Computation and Language,Artificial Intelligence,Machine Learning
What problem does this paper attempt to address?
This paper discusses the Parameter-Efficient Fine-Tuning (PEFT) method for sparse architecture (Mixture-of-Experts, MoE) in large-scale language models (LLMs). The research found that the distribution of experts activated by different tasks is highly concentrated, while the distribution of experts between different tasks differs significantly. Based on this, the paper proposes the Expert-Specialized Fine-Tuning (ESFT) method, which fine-tunes only the experts most relevant to the downstream task while freezing other experts and modules. Experimental results show that this method not only improves fine-tuning efficiency, but also achieves comparable or even better performance than full-parameter fine-tuning, while saving up to 90% of storage space and 30% of training time. In addition, the paper analyzes the impact of MoE architecture on expert-specialized fine-tuning and finds that fine-grained expert models are better at selecting the most relevant expert combinations for tasks, thereby improving training efficiency and effectiveness.

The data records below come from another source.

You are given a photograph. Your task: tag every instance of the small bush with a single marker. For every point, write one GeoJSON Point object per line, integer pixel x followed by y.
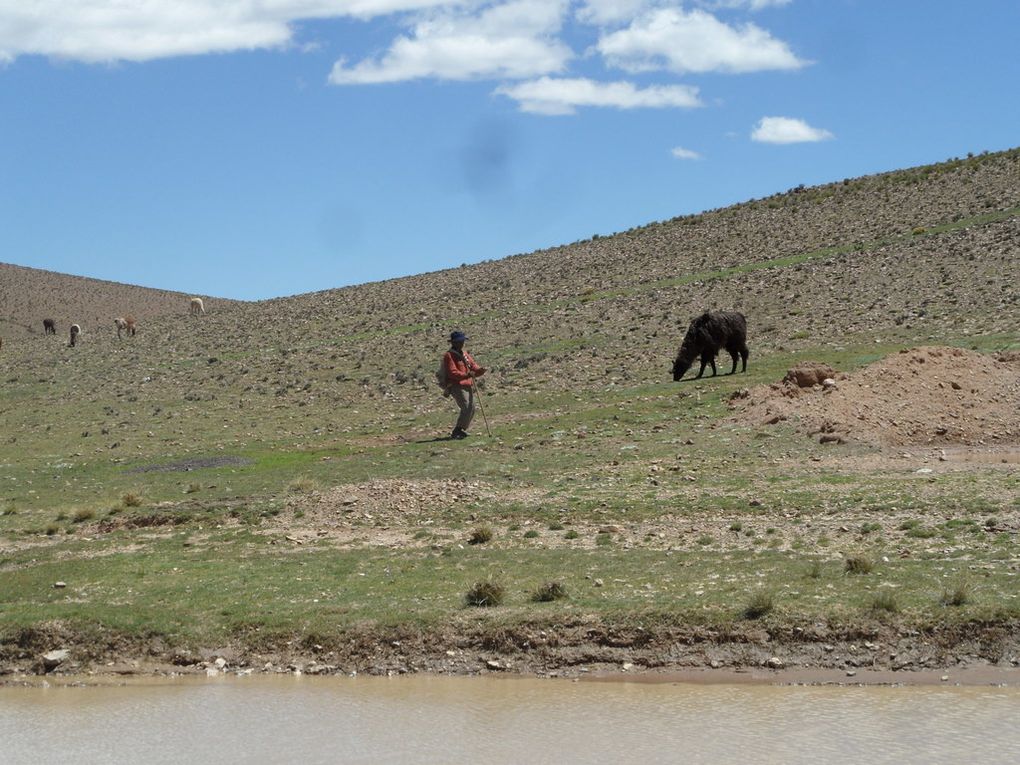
{"type": "Point", "coordinates": [958, 595]}
{"type": "Point", "coordinates": [304, 485]}
{"type": "Point", "coordinates": [551, 591]}
{"type": "Point", "coordinates": [480, 536]}
{"type": "Point", "coordinates": [761, 603]}
{"type": "Point", "coordinates": [885, 602]}
{"type": "Point", "coordinates": [485, 595]}
{"type": "Point", "coordinates": [859, 564]}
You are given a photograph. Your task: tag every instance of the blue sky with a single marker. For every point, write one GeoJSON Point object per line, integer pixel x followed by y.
{"type": "Point", "coordinates": [260, 148]}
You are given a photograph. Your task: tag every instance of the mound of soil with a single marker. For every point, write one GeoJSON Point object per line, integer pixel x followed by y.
{"type": "Point", "coordinates": [924, 396]}
{"type": "Point", "coordinates": [385, 501]}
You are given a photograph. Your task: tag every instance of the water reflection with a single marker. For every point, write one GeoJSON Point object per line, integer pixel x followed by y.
{"type": "Point", "coordinates": [504, 720]}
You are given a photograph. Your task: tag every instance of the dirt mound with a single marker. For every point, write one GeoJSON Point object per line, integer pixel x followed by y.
{"type": "Point", "coordinates": [386, 500]}
{"type": "Point", "coordinates": [924, 396]}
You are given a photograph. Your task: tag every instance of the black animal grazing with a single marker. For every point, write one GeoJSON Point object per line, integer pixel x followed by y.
{"type": "Point", "coordinates": [709, 334]}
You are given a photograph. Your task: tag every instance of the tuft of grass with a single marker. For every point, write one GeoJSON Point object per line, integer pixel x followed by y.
{"type": "Point", "coordinates": [480, 536]}
{"type": "Point", "coordinates": [859, 564]}
{"type": "Point", "coordinates": [551, 591]}
{"type": "Point", "coordinates": [485, 595]}
{"type": "Point", "coordinates": [885, 602]}
{"type": "Point", "coordinates": [761, 603]}
{"type": "Point", "coordinates": [959, 594]}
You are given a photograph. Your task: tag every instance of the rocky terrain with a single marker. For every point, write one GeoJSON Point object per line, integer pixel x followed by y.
{"type": "Point", "coordinates": [269, 482]}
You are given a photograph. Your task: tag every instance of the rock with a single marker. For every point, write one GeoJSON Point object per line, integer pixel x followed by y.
{"type": "Point", "coordinates": [54, 659]}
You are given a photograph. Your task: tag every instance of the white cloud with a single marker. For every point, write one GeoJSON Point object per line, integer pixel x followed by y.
{"type": "Point", "coordinates": [752, 4]}
{"type": "Point", "coordinates": [610, 11]}
{"type": "Point", "coordinates": [144, 30]}
{"type": "Point", "coordinates": [563, 96]}
{"type": "Point", "coordinates": [512, 40]}
{"type": "Point", "coordinates": [787, 131]}
{"type": "Point", "coordinates": [680, 153]}
{"type": "Point", "coordinates": [695, 41]}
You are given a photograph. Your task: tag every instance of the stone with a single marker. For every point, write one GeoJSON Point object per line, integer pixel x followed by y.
{"type": "Point", "coordinates": [54, 659]}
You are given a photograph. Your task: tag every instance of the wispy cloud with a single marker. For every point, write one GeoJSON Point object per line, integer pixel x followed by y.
{"type": "Point", "coordinates": [787, 131]}
{"type": "Point", "coordinates": [564, 96]}
{"type": "Point", "coordinates": [680, 153]}
{"type": "Point", "coordinates": [96, 31]}
{"type": "Point", "coordinates": [694, 42]}
{"type": "Point", "coordinates": [509, 41]}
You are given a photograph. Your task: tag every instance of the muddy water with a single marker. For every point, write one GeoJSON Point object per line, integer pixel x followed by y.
{"type": "Point", "coordinates": [505, 720]}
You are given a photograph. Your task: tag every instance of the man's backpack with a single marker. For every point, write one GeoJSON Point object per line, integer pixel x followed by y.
{"type": "Point", "coordinates": [441, 377]}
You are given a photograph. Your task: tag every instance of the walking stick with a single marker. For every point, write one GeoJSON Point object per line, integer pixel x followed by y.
{"type": "Point", "coordinates": [477, 393]}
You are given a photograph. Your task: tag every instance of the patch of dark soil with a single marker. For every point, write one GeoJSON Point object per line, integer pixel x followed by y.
{"type": "Point", "coordinates": [196, 463]}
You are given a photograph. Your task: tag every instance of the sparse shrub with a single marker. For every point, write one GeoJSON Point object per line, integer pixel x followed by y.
{"type": "Point", "coordinates": [959, 594]}
{"type": "Point", "coordinates": [859, 564]}
{"type": "Point", "coordinates": [302, 485]}
{"type": "Point", "coordinates": [485, 595]}
{"type": "Point", "coordinates": [761, 603]}
{"type": "Point", "coordinates": [480, 536]}
{"type": "Point", "coordinates": [885, 602]}
{"type": "Point", "coordinates": [551, 591]}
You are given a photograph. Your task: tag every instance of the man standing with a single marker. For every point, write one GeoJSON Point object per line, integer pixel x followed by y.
{"type": "Point", "coordinates": [461, 370]}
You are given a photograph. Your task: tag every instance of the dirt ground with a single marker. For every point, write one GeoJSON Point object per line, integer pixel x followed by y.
{"type": "Point", "coordinates": [927, 396]}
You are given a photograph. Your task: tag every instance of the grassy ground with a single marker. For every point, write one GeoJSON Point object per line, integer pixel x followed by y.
{"type": "Point", "coordinates": [645, 503]}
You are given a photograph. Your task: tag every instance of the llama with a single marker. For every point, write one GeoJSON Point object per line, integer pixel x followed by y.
{"type": "Point", "coordinates": [124, 323]}
{"type": "Point", "coordinates": [707, 335]}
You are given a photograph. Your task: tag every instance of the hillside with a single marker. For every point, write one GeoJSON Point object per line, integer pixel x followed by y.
{"type": "Point", "coordinates": [271, 480]}
{"type": "Point", "coordinates": [30, 295]}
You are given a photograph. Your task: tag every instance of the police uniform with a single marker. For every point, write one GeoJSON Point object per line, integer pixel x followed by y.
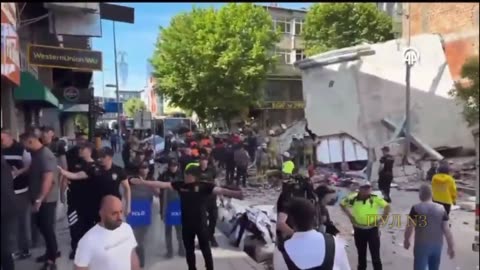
{"type": "Point", "coordinates": [107, 182]}
{"type": "Point", "coordinates": [193, 197]}
{"type": "Point", "coordinates": [14, 156]}
{"type": "Point", "coordinates": [366, 231]}
{"type": "Point", "coordinates": [209, 175]}
{"type": "Point", "coordinates": [80, 209]}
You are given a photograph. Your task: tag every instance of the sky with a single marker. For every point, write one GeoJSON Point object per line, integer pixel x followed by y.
{"type": "Point", "coordinates": [137, 41]}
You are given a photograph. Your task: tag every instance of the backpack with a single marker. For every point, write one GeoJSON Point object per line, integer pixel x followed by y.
{"type": "Point", "coordinates": [327, 262]}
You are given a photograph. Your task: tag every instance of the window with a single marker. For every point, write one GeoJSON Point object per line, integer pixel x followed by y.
{"type": "Point", "coordinates": [282, 25]}
{"type": "Point", "coordinates": [298, 26]}
{"type": "Point", "coordinates": [284, 56]}
{"type": "Point", "coordinates": [299, 55]}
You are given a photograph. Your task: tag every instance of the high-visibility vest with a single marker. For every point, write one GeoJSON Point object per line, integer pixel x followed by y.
{"type": "Point", "coordinates": [288, 167]}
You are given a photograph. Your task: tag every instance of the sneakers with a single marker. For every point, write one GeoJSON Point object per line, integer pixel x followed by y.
{"type": "Point", "coordinates": [49, 266]}
{"type": "Point", "coordinates": [21, 255]}
{"type": "Point", "coordinates": [213, 242]}
{"type": "Point", "coordinates": [43, 258]}
{"type": "Point", "coordinates": [71, 256]}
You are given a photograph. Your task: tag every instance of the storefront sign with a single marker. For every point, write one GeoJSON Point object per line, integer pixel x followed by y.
{"type": "Point", "coordinates": [141, 214]}
{"type": "Point", "coordinates": [283, 105]}
{"type": "Point", "coordinates": [71, 94]}
{"type": "Point", "coordinates": [10, 44]}
{"type": "Point", "coordinates": [57, 57]}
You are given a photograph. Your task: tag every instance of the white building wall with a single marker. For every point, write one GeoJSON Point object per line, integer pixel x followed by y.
{"type": "Point", "coordinates": [367, 90]}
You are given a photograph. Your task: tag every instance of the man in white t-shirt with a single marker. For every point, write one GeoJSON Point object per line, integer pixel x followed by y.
{"type": "Point", "coordinates": [110, 245]}
{"type": "Point", "coordinates": [308, 248]}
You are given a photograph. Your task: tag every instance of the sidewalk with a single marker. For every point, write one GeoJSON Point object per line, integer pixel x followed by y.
{"type": "Point", "coordinates": [225, 257]}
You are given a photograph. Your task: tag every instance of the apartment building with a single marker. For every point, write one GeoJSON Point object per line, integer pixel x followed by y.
{"type": "Point", "coordinates": [283, 97]}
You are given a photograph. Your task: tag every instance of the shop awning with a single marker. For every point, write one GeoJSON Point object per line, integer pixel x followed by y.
{"type": "Point", "coordinates": [32, 90]}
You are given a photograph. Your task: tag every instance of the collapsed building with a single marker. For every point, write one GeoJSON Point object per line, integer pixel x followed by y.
{"type": "Point", "coordinates": [360, 91]}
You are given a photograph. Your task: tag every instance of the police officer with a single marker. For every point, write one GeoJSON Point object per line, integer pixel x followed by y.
{"type": "Point", "coordinates": [193, 196]}
{"type": "Point", "coordinates": [172, 174]}
{"type": "Point", "coordinates": [208, 174]}
{"type": "Point", "coordinates": [385, 174]}
{"type": "Point", "coordinates": [19, 160]}
{"type": "Point", "coordinates": [79, 212]}
{"type": "Point", "coordinates": [363, 209]}
{"type": "Point", "coordinates": [288, 167]}
{"type": "Point", "coordinates": [107, 178]}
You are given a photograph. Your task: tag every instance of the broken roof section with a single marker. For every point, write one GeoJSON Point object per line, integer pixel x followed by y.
{"type": "Point", "coordinates": [352, 90]}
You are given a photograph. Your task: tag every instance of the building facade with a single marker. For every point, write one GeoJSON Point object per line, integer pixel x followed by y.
{"type": "Point", "coordinates": [456, 23]}
{"type": "Point", "coordinates": [283, 98]}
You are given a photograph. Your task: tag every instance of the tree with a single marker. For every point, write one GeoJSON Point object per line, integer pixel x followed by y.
{"type": "Point", "coordinates": [467, 91]}
{"type": "Point", "coordinates": [133, 105]}
{"type": "Point", "coordinates": [330, 26]}
{"type": "Point", "coordinates": [213, 62]}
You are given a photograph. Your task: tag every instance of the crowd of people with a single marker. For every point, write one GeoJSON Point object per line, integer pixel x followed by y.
{"type": "Point", "coordinates": [99, 194]}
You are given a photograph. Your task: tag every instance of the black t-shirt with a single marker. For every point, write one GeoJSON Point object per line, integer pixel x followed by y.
{"type": "Point", "coordinates": [387, 162]}
{"type": "Point", "coordinates": [282, 205]}
{"type": "Point", "coordinates": [208, 175]}
{"type": "Point", "coordinates": [107, 182]}
{"type": "Point", "coordinates": [78, 190]}
{"type": "Point", "coordinates": [193, 197]}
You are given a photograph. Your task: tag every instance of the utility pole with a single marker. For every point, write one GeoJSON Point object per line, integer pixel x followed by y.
{"type": "Point", "coordinates": [119, 126]}
{"type": "Point", "coordinates": [410, 56]}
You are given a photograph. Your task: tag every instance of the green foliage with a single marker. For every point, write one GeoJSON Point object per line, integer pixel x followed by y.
{"type": "Point", "coordinates": [213, 62]}
{"type": "Point", "coordinates": [133, 105]}
{"type": "Point", "coordinates": [330, 26]}
{"type": "Point", "coordinates": [467, 90]}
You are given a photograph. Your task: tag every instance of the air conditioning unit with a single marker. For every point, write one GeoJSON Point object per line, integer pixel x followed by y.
{"type": "Point", "coordinates": [71, 7]}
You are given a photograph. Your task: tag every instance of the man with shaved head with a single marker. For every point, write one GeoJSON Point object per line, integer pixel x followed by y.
{"type": "Point", "coordinates": [110, 245]}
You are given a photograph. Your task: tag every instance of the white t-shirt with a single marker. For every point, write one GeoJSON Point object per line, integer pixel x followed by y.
{"type": "Point", "coordinates": [307, 250]}
{"type": "Point", "coordinates": [103, 249]}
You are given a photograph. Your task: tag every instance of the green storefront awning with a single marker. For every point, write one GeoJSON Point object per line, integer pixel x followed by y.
{"type": "Point", "coordinates": [32, 90]}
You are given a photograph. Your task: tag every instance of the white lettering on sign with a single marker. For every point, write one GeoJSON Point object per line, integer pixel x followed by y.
{"type": "Point", "coordinates": [411, 56]}
{"type": "Point", "coordinates": [138, 213]}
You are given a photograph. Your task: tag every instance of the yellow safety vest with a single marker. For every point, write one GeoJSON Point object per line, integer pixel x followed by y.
{"type": "Point", "coordinates": [288, 167]}
{"type": "Point", "coordinates": [366, 211]}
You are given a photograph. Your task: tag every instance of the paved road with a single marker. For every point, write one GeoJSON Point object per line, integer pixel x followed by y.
{"type": "Point", "coordinates": [225, 257]}
{"type": "Point", "coordinates": [395, 257]}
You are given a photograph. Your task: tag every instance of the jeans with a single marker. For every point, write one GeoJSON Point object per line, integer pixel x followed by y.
{"type": "Point", "coordinates": [22, 232]}
{"type": "Point", "coordinates": [168, 238]}
{"type": "Point", "coordinates": [370, 238]}
{"type": "Point", "coordinates": [140, 233]}
{"type": "Point", "coordinates": [7, 230]}
{"type": "Point", "coordinates": [241, 175]}
{"type": "Point", "coordinates": [427, 256]}
{"type": "Point", "coordinates": [45, 219]}
{"type": "Point", "coordinates": [200, 231]}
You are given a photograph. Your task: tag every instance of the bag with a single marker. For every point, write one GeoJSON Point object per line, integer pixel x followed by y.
{"type": "Point", "coordinates": [328, 262]}
{"type": "Point", "coordinates": [173, 213]}
{"type": "Point", "coordinates": [141, 213]}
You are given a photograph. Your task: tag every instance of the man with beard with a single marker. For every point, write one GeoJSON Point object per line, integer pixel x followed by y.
{"type": "Point", "coordinates": [109, 245]}
{"type": "Point", "coordinates": [79, 213]}
{"type": "Point", "coordinates": [193, 196]}
{"type": "Point", "coordinates": [107, 178]}
{"type": "Point", "coordinates": [385, 174]}
{"type": "Point", "coordinates": [208, 174]}
{"type": "Point", "coordinates": [44, 189]}
{"type": "Point", "coordinates": [168, 198]}
{"type": "Point", "coordinates": [19, 160]}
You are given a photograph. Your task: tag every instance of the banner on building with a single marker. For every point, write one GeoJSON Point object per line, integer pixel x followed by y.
{"type": "Point", "coordinates": [113, 107]}
{"type": "Point", "coordinates": [68, 58]}
{"type": "Point", "coordinates": [283, 105]}
{"type": "Point", "coordinates": [10, 44]}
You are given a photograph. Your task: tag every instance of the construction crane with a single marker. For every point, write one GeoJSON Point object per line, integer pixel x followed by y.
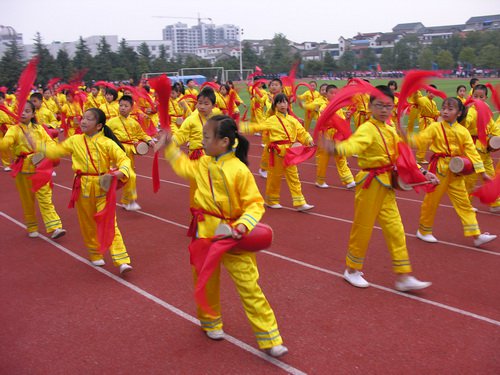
{"type": "Point", "coordinates": [187, 18]}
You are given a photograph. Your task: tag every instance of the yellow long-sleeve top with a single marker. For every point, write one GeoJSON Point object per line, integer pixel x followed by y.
{"type": "Point", "coordinates": [103, 153]}
{"type": "Point", "coordinates": [191, 130]}
{"type": "Point", "coordinates": [128, 131]}
{"type": "Point", "coordinates": [93, 102]}
{"type": "Point", "coordinates": [470, 123]}
{"type": "Point", "coordinates": [44, 116]}
{"type": "Point", "coordinates": [51, 105]}
{"type": "Point", "coordinates": [459, 140]}
{"type": "Point", "coordinates": [16, 140]}
{"type": "Point", "coordinates": [110, 109]}
{"type": "Point", "coordinates": [368, 144]}
{"type": "Point", "coordinates": [428, 108]}
{"type": "Point", "coordinates": [276, 125]}
{"type": "Point", "coordinates": [72, 110]}
{"type": "Point", "coordinates": [223, 104]}
{"type": "Point", "coordinates": [225, 187]}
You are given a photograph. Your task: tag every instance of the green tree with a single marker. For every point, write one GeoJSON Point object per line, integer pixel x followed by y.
{"type": "Point", "coordinates": [83, 59]}
{"type": "Point", "coordinates": [489, 57]}
{"type": "Point", "coordinates": [103, 61]}
{"type": "Point", "coordinates": [46, 64]}
{"type": "Point", "coordinates": [11, 65]}
{"type": "Point", "coordinates": [278, 55]}
{"type": "Point", "coordinates": [387, 59]}
{"type": "Point", "coordinates": [445, 60]}
{"type": "Point", "coordinates": [64, 65]}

Through experiments, the authors found that training only 5-15% of the experts can achieve good performance in different tasks. They also compared the efficiency of ESFT with other PEFT methods (such as LoRA) under different computational constraints, demonstrating that ESFT can more effectively utilize training resources. In summary, this paper addresses the problem of how to effectively and efficiently customize fine-tuning for sparse architecture of large-scale language models in resource-constrained scenarios.